The prototype has an efficiency of up to 80 percent, and can take a load of up to 500 amps of current. The Fraunhofer scientists will introduce the new battery at the Energy Alliance’s Fraunhofer booth at Hannover Messe, Hall 13, booth C10.
The technology story begins with the scientists testing new membrane materials and researching battery management and battery design. Flow simulations helped them to optimize the cell structure. A complete redesign of the battery followed which enabled the Fraunhofer team to make their breakthrough.
“The biggest challenge we faced for producing batteries with this level of performance was the development of a completely new stack structure and the scale-up,” explains Dr. Jens Burfeind, Group Manager for Electrochemical Storage Systems at Fraunhofer UMSICHT.
The UMSICHT experts are working together with colleagues from the Fraunhofer Institutes for Chemical Technology and for Solar Energy Systems to conduct intensive research into redox flow batteries as part of a project funded by the Federal Ministry for the Environment, Nature Conservation and Nuclear Safety.
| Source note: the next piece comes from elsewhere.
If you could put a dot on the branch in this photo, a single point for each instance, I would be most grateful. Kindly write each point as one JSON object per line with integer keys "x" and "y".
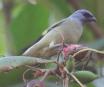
{"x": 11, "y": 62}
The research work is carried out at the institute in Oberhausen, home to one of Europe’s largest test laboratories for redox flow batteries.
“Successfully redesigning the battery stacks was an important step in developing redox flow batteries that could, for example, supply 2000 households with electricity,” says Dr. Christian Dötsch Division Director Energy at Fraunhofer UMSICHT.
Feeding 2000 average German households would require a capacity of around two megawatts, so the next fixed objective at Fraunhofer is to develop a stack that is two square meters in size and has a capacity of 100 kW.
Put in a very simplified context example 2000 German households need 2 million watts or 1 thousand watts each. Fraunhofer’s 2 square meter battery stack could support 100 homes or 2% of a such a battery each. However, not every home is going to be the same, other countries are going to average less and others, America for example, much more.
Fraunhofer hasn’t released estimated costs, but they are using the word breakthrough, and the progress looks to justify that term.
Redox isn’t new or especially exotic technology. Life expectancy and charge/discharge cycle counts aren’t discussed. But there is little about the redox technology that is vastly expensive, difficult to recycle or terribly complex. The problem will be efficiency, as the batteries will need AC power converted to DC to charge and feeding power back out another conversion of DC to AC. Conversion is not free.
A typical nuclear plant or large coal facility makes a billion watts, essentially continuously. Compared to Fraunhofer’s next battery objective at 100,000 watts there would need to 10,000 batteries, plus making up the difference from the battery capacity and the actual usable capacity. Add the wind turbines, solar panels, wiring, conversion costs, grid rebuilds, and personnel needed to keep it all going and the costs can just boggle the mind. Getting to a billion watts continuously is a huge project.
That’s not to say a battery stack storage unit buffering each wind turbine at its base isn’t a great idea. The innovation looks great; the question is can the application ideas make it be even greater.